Recensione di: Parla con lei
Pedro Almodovar è uno di quei registi a cui si concede di andare oltre: oltre le regole, oltre la morale, oltre le convenzioni, oltre lo status quo della società. Questa è una caratteristica che non tutti si possono permettere, forse solo i più grandi autori.
“Parla con lei” è forse il film capolavoro del regista spagnolo. Una storia forte, ai limiti dello shock. I sentimenti in questa pellicola si intrecciano così come le varie storie e lo spettatore entra in empatia con ogni singolo personaggio, riuscendo a perdonare tutto, dalle azioni più folli, a quelle più esasperate.

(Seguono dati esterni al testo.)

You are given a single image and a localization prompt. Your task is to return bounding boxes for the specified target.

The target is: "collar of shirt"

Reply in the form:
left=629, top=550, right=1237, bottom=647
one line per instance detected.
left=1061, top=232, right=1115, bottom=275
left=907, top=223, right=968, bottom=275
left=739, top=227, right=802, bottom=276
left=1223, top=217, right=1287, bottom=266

Raccontare la trama è quasi impossibile. Sì, è vero che c’è una storia principale, ma i sub plot sono talmente tanti e così ricchi di bellezza che si rischierebbe di rovinare tutta la poesia del film con troppe parole inadeguate. I temi si susseguono uno dietro l’altro: la solitudine umana, il ricordo, l’amore, l’indecifrabile futuro… il tutto raccontato con maestria, in situazioni e dialoghi paradossali. Le due protagoniste sono in coma, quindi in pratica agiscono e comunicano senza parole, con il loro corpo esanime.
“Parla con me” è un decalogo di sceneggiatura, regia, montaggio. Tutto procede con un denominatore comune: la follia umana, dunque il tutto è giocato sul filo del rasoio. Bastava una piccola sbavatura per rendere la pellicola retorica, ma Almodovar è un vero regista e non fa errori.
Ciò che piace della pellicola, agli spettatori più aperti mentalmente, è che non si può condannare nessuno, perché tutti i personaggi agiscono per una determinata motivazione, che spinge l’osservatore a quel perdono misericordioso, che la Chiesa Cattolica ogni tanto dimentica. Non è un film provocatorio, anche perché alla fine chi sbaglia, paga.
La critiche al massimo vanno fatte tutte ad Almodovar perché dopo “Parla con lei” non è più riuscito a dimostrare più la sua grandezza, regalando al suo pubblico pellicole di serie B.